Wrestling with Big Pharma
The difficulty of compelling a pharmaceutical company to take suggestions from the public is directly related to the power Big Pharma wields in the United States. Pharmaceutical companies spent almost three billion dollars lobbying the U.S. Government in the last five years. Pharma is thelargest of all 121 lobbying entities and donated over $90 million dollars to federal candidates and political parties.
Advocates for an exit strategy from Suboxone have the weight and effect of a single fly in the chardonnay of Big Pharma. There are some lobbying groups working on issues of addiction treatment, and the numbers of these groups are growing. New York, Florida and Pennsylvania have advocacy groups, but their efforts tend to be focused on broader stroke issues. With an entire health care system in transition, obtaining any treatment for addicts is the fight these groups are concentrated on.
Big Pharma's Inconvenient Truth
Pharmaceutical companies gross massive annual earnings; a whopping $950 billion dollarsglobally. It is an industry of Goliath momentum and political reach. Relying upon recipients of lobbying influence to look their gift horse in the mouth? In the battle of ethics and commerce, conscience rarely rears its inconvenient head. Like Jesse from Breaking Bad, we might ask “What about science, bitches"? Where are the impartial and sovereign scientists? The reality of scientific investigation means taking marching orders from drug companies. For more on this topic read Jacky Law’s examination in her book, Big Pharma - Exposing The Global Healthcare Agenda.
Knee Deep in the Muck
With these facts in mind, I reached out to RBP, Orexo, and BioScience Delivery International. My outreach to RBP is particularly pertinent, since they are both the creator of Suboxone and the market leader. It’s key to understand that the first company to bring a pharmaceutical product to market jumps through extra hoops in order to obtain first entrant advantage. The company had to work closely with the FDA and NIH to first prove that there was a need for the drug. They also worked together to establish dosage protocol, and in the case of Suboxone, on establishment of a certification program so that physicians could legally prescribe the drug (using a narcotic to treat narcotic addicts was against the law until DATA was created in 2002). The intimate relationship between RBP, the NIH, NIDA and the FDA raised a red flag in my mind.

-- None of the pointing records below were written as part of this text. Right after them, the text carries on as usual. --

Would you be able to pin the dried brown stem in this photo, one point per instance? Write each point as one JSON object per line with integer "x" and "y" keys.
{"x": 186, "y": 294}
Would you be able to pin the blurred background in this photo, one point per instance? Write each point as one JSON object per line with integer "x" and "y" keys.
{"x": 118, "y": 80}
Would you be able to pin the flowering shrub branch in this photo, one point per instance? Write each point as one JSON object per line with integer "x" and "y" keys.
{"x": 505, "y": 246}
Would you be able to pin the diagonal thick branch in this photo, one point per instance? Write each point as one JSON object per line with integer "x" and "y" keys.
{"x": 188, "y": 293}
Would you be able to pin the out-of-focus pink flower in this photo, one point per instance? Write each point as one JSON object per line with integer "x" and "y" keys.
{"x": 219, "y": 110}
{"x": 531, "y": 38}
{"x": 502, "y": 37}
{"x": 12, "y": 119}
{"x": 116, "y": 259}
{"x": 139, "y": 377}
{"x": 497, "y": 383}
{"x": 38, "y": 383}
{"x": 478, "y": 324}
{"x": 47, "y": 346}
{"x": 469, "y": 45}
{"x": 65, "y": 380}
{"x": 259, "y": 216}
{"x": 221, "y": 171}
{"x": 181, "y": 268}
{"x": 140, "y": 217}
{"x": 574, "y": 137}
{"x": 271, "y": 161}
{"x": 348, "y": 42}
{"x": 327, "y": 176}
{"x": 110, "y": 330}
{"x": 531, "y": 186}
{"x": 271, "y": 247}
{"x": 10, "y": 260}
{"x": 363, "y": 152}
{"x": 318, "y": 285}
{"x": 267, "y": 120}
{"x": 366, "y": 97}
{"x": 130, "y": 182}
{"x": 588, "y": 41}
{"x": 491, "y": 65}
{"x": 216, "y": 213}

The initial safety and dosage protocol studies created to bring Suboxone to market have not been revisited since 2002. Since the drug has been in the market for 12 years, it seems prudent to have a look at how people on long-term maintenance are faring.
There are no FDA regulations requiring re-evaluation of a drug and its side effects over time. In the past new studies were prompted by negative outcomes not identified during clinical trials. Post-marketing investigation uses a number of methods to check on the safety of drugs: reporting databases, prescription monitoring, electronic health records, patient registries, and linking records between databases. In the U.S. post-marketing surveillance is overseen by the FDA through MedWatch where doctors or the public can report adverse reactions to drugs.